Pontianak (ANTARA) - Perhimpunan Pemilik Kapal Perikanan Tangkap Kalimantan Barat (Kalbar) meminta pemerintah agar mengkaji ulang PP No. 85 tahun 2021 tentang Jenis dan Tarif Atas Jenis Penerimaan Negara Bukan Pajak, yang tarif pajaknya sangat memberatkan para pengusaha kapal ikan.
"Kami meminta pemerintah untuk mengkaji ulang PP No. 85 tahun 2021, yang mulai berlaku 20 September 2021, sehingga pemilik kapal tidak akan mampu memperpanjang izin kapal dikarenakan kenaikan tarif PNBP mencapai 150 hingga 400 persen," kata Perwakilan Perhimpunan Pemilik Kapal Perikanan Tangkap Kalimantan Barat Cin Cung atau yang dikenal Atong di Pontianak, Rabu.
Apabila pemerintah tetap melaksanakan dan memaksakan untuk memberlakukan PP No. 85 tahun 2021, maka pemilik kapal akan menghentikan operasional kapal perikanan penangkap ikan.

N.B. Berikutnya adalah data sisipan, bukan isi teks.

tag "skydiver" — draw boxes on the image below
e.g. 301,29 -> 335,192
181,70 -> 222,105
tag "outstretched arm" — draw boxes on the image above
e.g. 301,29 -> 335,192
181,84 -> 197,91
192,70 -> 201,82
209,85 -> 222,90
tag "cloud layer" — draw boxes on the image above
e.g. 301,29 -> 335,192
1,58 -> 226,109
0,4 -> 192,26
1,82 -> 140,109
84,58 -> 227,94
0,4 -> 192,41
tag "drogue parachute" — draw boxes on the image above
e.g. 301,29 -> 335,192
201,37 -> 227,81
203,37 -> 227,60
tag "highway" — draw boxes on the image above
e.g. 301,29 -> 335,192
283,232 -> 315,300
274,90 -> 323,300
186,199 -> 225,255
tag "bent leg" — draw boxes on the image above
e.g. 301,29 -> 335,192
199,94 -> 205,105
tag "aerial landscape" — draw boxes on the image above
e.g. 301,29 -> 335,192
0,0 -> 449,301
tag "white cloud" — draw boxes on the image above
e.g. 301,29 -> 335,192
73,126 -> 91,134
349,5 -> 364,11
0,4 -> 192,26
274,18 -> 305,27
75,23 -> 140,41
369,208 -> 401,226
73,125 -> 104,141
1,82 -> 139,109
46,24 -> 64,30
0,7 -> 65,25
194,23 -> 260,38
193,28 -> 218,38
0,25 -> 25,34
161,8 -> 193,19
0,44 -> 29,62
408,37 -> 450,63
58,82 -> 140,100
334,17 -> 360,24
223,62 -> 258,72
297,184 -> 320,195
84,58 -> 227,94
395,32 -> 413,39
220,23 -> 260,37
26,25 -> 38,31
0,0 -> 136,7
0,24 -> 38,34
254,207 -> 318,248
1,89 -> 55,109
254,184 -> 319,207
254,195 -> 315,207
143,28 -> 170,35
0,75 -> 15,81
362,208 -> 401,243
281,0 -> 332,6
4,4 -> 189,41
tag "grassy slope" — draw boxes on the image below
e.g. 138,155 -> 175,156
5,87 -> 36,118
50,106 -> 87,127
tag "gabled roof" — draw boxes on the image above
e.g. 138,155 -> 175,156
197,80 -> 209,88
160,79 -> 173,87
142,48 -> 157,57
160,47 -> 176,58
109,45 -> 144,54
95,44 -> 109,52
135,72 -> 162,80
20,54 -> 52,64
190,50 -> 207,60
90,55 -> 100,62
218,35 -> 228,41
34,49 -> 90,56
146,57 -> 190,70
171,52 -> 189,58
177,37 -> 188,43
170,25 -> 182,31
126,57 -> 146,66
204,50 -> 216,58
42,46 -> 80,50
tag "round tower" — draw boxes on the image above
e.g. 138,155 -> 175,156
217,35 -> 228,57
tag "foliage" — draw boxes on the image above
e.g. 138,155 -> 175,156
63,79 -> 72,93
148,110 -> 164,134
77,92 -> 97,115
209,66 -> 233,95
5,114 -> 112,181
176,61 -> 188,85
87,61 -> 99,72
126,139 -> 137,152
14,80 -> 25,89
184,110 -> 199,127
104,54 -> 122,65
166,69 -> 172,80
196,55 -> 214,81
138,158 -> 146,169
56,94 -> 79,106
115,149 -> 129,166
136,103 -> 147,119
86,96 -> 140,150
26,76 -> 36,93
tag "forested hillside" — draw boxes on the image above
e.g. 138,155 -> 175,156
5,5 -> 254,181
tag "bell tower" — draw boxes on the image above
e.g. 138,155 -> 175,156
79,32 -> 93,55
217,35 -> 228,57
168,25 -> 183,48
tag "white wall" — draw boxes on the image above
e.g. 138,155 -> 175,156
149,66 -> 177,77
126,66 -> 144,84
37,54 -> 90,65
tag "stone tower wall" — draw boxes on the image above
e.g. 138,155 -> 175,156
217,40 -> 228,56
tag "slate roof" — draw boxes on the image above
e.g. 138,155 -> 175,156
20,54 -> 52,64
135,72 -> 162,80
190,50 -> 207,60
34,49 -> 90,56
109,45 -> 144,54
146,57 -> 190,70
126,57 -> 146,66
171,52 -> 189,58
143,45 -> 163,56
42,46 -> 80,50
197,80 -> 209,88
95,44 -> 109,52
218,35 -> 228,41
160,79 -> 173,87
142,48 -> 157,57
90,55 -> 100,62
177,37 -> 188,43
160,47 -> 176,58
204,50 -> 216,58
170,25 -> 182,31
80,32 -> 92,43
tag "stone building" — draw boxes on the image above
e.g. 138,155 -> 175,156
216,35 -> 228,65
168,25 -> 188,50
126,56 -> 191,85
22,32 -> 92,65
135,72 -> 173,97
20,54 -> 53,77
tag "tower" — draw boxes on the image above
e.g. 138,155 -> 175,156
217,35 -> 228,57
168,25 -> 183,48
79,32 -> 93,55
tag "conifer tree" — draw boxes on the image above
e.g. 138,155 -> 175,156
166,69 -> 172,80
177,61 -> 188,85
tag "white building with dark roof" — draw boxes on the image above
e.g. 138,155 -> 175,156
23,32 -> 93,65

"Kami menolak karena kenaikan tarif PNBP yang dikenakan terhadap kapal perikanan tangkap besarannya 150 hingga 400 persen, kemudian Harga Patokan Ikan (HPI) yang ditetapkan oleh pemerintah pusat juga tidak sesuai dengan harga ikan di lapangan/daerah khususnya Provinsi Kalbar," ujarnya.
Jika pemerintah tetap menerapkan PP tersebut, maka akan terjadi penghentian operasional kapal, dan akan berdampak terjadi pengangguran massal disektor perikanan tangkap di Kalbar dan Indonesia umumnya.

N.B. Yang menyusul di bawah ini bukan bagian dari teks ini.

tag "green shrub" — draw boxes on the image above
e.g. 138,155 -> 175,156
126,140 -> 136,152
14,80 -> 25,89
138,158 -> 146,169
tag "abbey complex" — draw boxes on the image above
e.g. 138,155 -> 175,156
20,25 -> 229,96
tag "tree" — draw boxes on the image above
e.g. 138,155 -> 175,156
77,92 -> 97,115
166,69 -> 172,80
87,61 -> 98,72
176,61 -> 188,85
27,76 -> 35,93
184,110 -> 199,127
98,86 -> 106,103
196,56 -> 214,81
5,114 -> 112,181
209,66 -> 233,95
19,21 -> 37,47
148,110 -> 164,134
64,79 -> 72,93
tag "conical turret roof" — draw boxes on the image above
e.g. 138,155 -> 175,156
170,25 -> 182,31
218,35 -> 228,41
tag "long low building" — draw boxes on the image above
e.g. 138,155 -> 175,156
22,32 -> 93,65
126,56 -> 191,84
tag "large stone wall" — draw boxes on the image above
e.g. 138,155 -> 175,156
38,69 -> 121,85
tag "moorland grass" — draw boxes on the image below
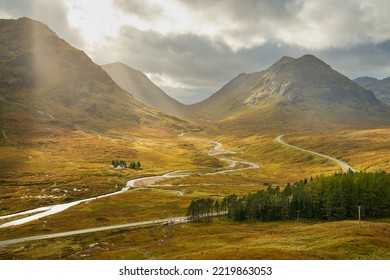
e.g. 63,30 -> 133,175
1,119 -> 389,260
0,219 -> 388,260
284,128 -> 390,172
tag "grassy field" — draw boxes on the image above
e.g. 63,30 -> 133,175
283,128 -> 390,172
0,219 -> 388,260
0,116 -> 389,259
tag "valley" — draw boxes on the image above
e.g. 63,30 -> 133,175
0,125 -> 389,259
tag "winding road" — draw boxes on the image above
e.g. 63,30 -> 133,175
276,134 -> 355,172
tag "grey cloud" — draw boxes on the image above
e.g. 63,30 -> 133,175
179,0 -> 390,50
93,26 -> 241,88
112,0 -> 163,20
178,0 -> 303,49
180,0 -> 302,23
318,41 -> 390,79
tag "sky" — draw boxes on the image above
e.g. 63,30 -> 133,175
1,0 -> 390,104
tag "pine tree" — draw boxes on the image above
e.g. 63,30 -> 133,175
130,161 -> 136,169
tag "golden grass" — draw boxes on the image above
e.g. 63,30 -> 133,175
0,219 -> 388,260
284,128 -> 390,172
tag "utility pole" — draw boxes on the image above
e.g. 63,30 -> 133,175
358,205 -> 361,227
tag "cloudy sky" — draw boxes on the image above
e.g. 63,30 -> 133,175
1,0 -> 390,104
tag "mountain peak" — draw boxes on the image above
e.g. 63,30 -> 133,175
300,54 -> 319,60
277,56 -> 295,63
295,54 -> 331,68
260,54 -> 378,104
268,56 -> 294,70
11,17 -> 54,35
354,76 -> 379,87
267,54 -> 331,75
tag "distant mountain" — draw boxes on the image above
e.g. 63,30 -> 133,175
354,76 -> 378,87
102,62 -> 190,116
0,17 -> 191,134
354,76 -> 390,104
192,54 -> 390,129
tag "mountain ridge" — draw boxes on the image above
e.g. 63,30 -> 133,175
354,76 -> 390,104
102,62 -> 191,116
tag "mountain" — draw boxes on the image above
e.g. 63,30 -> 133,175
102,62 -> 190,116
0,17 -> 191,135
354,76 -> 390,104
192,54 -> 390,129
354,76 -> 378,87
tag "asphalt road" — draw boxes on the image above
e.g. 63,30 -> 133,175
0,216 -> 187,247
276,134 -> 355,172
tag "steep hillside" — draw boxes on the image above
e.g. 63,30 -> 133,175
354,76 -> 390,104
102,62 -> 190,116
191,71 -> 265,117
192,55 -> 390,130
0,17 -> 191,135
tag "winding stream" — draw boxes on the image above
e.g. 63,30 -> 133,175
0,134 -> 258,228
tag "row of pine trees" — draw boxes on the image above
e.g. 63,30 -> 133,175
187,171 -> 390,223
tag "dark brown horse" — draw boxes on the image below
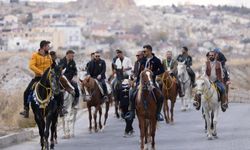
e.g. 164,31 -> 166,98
161,71 -> 178,124
136,69 -> 157,150
80,76 -> 110,132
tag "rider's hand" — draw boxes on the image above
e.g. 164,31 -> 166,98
97,75 -> 101,80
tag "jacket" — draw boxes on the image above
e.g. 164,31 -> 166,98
206,61 -> 223,82
59,57 -> 77,81
29,52 -> 52,77
177,54 -> 193,67
87,59 -> 106,79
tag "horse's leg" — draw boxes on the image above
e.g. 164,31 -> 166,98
163,99 -> 170,124
32,105 -> 45,150
115,98 -> 120,118
212,106 -> 219,138
202,107 -> 207,132
170,99 -> 175,123
138,116 -> 145,150
45,112 -> 53,150
88,106 -> 92,132
204,109 -> 212,140
151,119 -> 157,149
71,108 -> 77,137
98,105 -> 103,131
94,106 -> 98,132
50,113 -> 58,150
104,101 -> 109,126
144,120 -> 148,145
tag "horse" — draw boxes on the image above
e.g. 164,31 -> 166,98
49,75 -> 75,148
59,75 -> 78,139
30,63 -> 62,150
194,75 -> 220,140
80,76 -> 110,132
177,62 -> 192,111
161,70 -> 178,124
136,69 -> 157,150
110,68 -> 125,118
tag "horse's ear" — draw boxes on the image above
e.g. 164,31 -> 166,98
79,79 -> 83,83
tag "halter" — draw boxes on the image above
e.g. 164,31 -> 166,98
196,78 -> 216,101
34,68 -> 53,112
161,72 -> 174,91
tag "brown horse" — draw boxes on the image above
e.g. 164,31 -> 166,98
136,69 -> 157,150
161,71 -> 178,124
80,76 -> 110,132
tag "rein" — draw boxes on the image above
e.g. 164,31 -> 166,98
34,68 -> 53,115
161,73 -> 174,91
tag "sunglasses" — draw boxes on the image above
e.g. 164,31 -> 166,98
136,55 -> 140,57
96,56 -> 100,58
209,55 -> 214,57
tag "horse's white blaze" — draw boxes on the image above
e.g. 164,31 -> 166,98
145,71 -> 154,86
62,75 -> 75,90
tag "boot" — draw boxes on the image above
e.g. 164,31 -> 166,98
156,99 -> 164,121
221,94 -> 228,112
20,106 -> 29,118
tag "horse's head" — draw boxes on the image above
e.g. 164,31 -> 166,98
50,64 -> 62,95
139,69 -> 154,91
177,61 -> 187,79
193,76 -> 210,110
60,75 -> 75,95
79,75 -> 95,101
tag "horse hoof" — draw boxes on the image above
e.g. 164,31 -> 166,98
208,136 -> 213,140
181,108 -> 186,112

"Operasional kapal selama ini juga mengalami kenaikan di antaranya dalam hal pembelian sparepart, bahan besi dan lainnya, dengan masih diterapkan tarif PNBP berdasarkan tarif lama itupun kami kadang masih mengalami kerugian," ungkapnya.

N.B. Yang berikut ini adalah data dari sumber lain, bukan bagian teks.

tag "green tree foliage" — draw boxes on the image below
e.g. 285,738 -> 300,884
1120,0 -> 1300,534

Dengan diterapkannya PP No. 85 tahun 2021 yang kenaikannya mencapai 400 persen. "Untuk perbandingannya salah satu kapal kami yang barusan mengajukan perpanjangan izin di bulan September 2021 kenaikannya sangat memberatkan. Pada tahun sebelumnya PNBP yang dikenakan pada kapal ukuran 85 GT hanya bayar PNBP sekitar Rp70 juta, tetapi dengan adanya penerapan tarif baru di PNBP di PP No. 85 tahun 2021 menjadi sebesar Rp165 juta," katanya.
Pada saat membayar PNBP untuk kapal ukuran 85 GT dengan tarif lama saja pihaknya belum bisa dikatakan mendapatkan hasil yang maksimal, apalagi dikenakan tarif baru yang kenaikannya hingga sebesar 400 persen, ditambah lagi saat ini hasil tangkap ikan untuk wilayah Kalbar dan Kepri mengalami penurunan hingga 50 persen.
"Inilah yang menjadi alasan kami menolak kenaikan tarif PNBP baru ini, karena kami tidak akan mampu untuk melanjutkan proses perpanjangan izin.
Bukan kami tidak mau, selaku warga negara yang baik tentunya selalu taat membayar pajak, tapi harapan kami kepada pemerintah pusat kalau mau menaikkan jangan sampai mencekik pemilik kapal dan nelayan," katanya.
Dalam kesempatan itu, dia berharap pemerintah respon keluhan dan keberatan pihak nelayan atas kenaikan tarif PNBP baru tersebut.
Sementara itu, Ketua HNSI (Himpunan Nelayan Seluruh Indonesia) Kabupaten Sambas, Juniardi menyatakan, dalam penentuan sikap ini pihaknya akan menindaklanjuti keluhan para nelayan dengan mengirim surat ke pemerintah daerah.
"Kita juga akan berkoordinasi ke daerah lainnya, karena nelayan dari provinsi lainnya juga menolak adanya PP No. 85 tahun 2021 ini. Kami juga berharap pemerintah mengkaji ulang PP No. 85 tahun 2021 ini," ujarnya.